The U.S. Supreme Court last November declined to hear an appeal examining whether a person convicted of possessing child pornography can be forced to pay the full amount of restitution to a child victim depicted in the seized images even though not responsible for the initial crime.
The case arose out of a federal undercover sting operation on an Internet chat room believed to be used by pedophiles. A subsequent raid caught a defendant named Monzel in the net along with more than 800 images of child pornography on his computer. He was convicted of possessing the material and sentenced to a 10 year prison term.
Thirty children were identified by experts from among the pictures, three of whom, including a nine-year-old victim named “Amy,” filed requests for restitution under a law, known as Section 2259, passed by Congress directing the courts to order defendants convicted for crimes involving sexual exploitation of children to pay restitution to cover the “full amount of the victim’s losses.”
This punitory damages law has resulted in a wide variety of decisions within the federal judiciary over the question as to exactly what Congress intended. Amy’s lawyers requested that the judge order Monzel to pay Amy restitution in the sum of $3,263,758, even though he had nothing to do with her sexual abuse.
So the question is: should someone guilty of possessing child pornography be subject to the same potential multimillion-dollar restitution penalty as the criminal who actually physically abused the child, recorded the abuse, and distributed the resulting illicit images?

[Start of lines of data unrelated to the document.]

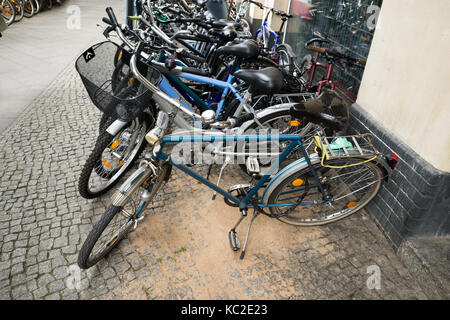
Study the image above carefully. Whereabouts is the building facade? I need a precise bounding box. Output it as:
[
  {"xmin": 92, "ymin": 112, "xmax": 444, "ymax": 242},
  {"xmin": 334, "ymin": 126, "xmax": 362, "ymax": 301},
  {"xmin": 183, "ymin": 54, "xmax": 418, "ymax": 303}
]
[{"xmin": 249, "ymin": 0, "xmax": 450, "ymax": 298}]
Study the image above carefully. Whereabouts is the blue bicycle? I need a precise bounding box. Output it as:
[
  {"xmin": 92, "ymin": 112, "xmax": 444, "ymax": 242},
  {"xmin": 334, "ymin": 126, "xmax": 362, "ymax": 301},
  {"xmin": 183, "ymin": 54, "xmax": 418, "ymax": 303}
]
[{"xmin": 78, "ymin": 41, "xmax": 396, "ymax": 269}]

One federal district judge in Florida ordered a defendant convicted of possessing six images of a child victim to pay her full restitution totaling $3,680,153 even though the man had nothing to do with her abuse. Several other courts have similarly ruled that mere possession of illegal images can make a defendant liable for the full cost of a child victim’s injuries, including all the underlying sexual assaults and abuse.

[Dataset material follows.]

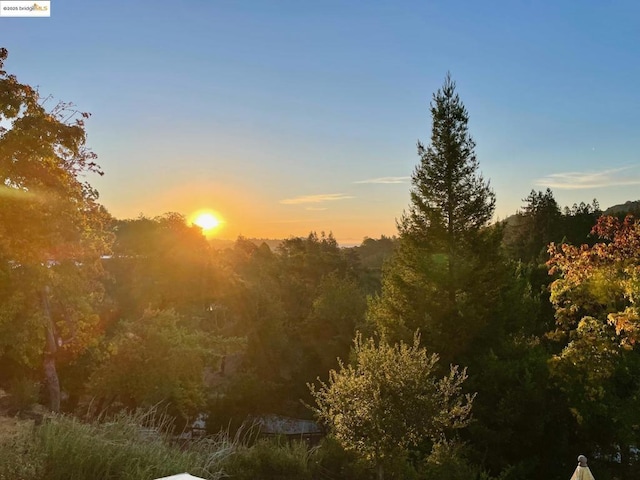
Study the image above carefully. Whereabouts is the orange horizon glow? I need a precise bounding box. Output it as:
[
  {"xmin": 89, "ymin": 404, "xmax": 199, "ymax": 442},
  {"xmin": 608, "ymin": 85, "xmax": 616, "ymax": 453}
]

But other federal courts in Florida, Georgia, Iowa, Maine, Minnesota, New York, North Dakota, and Pennsylvania have declined to order any restitution at all in situations where the defendant merely possessed pictures. These decisions hold that there must be evidence showing that a defendant’s conduct in possessing the illicit images was a proximate cause of the child’s injuries.
A California federal court ordered $3,000 in restitution under the law; a Virginia court, $4,500; an Indiana court, $5,448; and a Georgia court, $12,740. A Washington judge ordered $1,000 for each of 65 photos found in the defendant’s possession -- $65,000 in restitution.

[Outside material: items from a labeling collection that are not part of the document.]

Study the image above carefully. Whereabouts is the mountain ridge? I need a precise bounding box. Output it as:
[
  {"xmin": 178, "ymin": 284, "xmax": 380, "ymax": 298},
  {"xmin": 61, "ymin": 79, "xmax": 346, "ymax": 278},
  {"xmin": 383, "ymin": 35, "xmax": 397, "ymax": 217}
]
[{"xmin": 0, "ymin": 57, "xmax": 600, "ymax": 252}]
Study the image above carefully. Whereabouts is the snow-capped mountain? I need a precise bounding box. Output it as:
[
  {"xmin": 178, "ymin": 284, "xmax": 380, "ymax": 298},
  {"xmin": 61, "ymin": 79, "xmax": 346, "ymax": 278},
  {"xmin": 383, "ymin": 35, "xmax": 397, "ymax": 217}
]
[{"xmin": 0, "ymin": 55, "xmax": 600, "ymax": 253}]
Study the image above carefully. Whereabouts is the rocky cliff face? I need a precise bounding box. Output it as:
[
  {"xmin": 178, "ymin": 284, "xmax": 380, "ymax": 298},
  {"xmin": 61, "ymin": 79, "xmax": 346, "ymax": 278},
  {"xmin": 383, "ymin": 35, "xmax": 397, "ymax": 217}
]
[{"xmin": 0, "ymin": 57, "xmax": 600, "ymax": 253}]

Child victim advocates insist that the law requires anyone convicted of any involvement with child pornography including mere possession of pictures must be forced to pay the full amount of the child’s damages resulting from the abuse. The law should be interpreted as a powerful deterrent to pedophiles and to undercut the flourishing international trade in images of child sexual abuse, they argue.
Paul Cassell, a Utah law school professor, claims that “Congress broadly commanded that district courts must award restitution in every single case for the full amount of the victim’s losses.
More reasonable minds, including those in the Obama administration, disagree, arguing that restitution should be commensurate only with harms caused by the particular defendant. An overly broad enforcement of the law raises constitutional issues about fairness, due process, and excessive punishment, they reason.
The law doesn’t specify exactly how judges are to decide the question. The Fifth Circuit Court of Appeals has upheld the comprehensive restitution approach, the Second; Ninth, Tenth, and Eleventh Circuits have favored more targeted restitution tied to proof that actions by the defendant were the proximate cause of injuries.
Amy’s lawyers have filed more than 700 requests just in the U.S. for full restitution of more than $3 million. “I am being exploited and used every day and every night somewhere in the world by someone,” Amy said in a 2009 victim impact statement. “How can I ever get over this when the crime that is happening to me will never end? How can I get over this when the shameful abuse I suffered is out there forever and being enjoyed by sick people?”
The judge in Amy’s case rejected her request, ruling that the law authorized compensation for the harm caused by Monzel, not the total harm she suffered. He set the amount at $5,000. The appeals court reversed the $5,000 award and remanded the case back to the judge to determine an appropriate level of restitution that reflected the actual harm done to Amy by Monzel’s possession of the images of her being abused.
Her appeal to the U.S. Supreme Court, as indicated above, was denied.
Few reasonable people would argue least of all me that victims of child sexual abuse were injured and deserve damages for their suffering and humiliation – from the criminal; the abuser who caused the damage – not from those who merely looked at the pictures.
To argue or hold otherwise is patently insane. It’s like holding a person fully responsible for a murder for merely looking at a picture of the victim after the fact. By that reasoning the police who seized the porn pictures, the prosecutor, judge, jury, experts and anyone else who looked at them during the trial process should likewise pay the full amount of restitution.
This is just another example among many of the collective irrational hysteria over “thought crimes” which cause no harm whatsoever to victims, but somehow offend the Authority’s sense of morality.
The idea of forcing someone to pay punitory damages in the millions of dollars for merely looking at pictures of criminal activity – kiddie porn punitory -- crosses way over the line of what is right and what is wrong.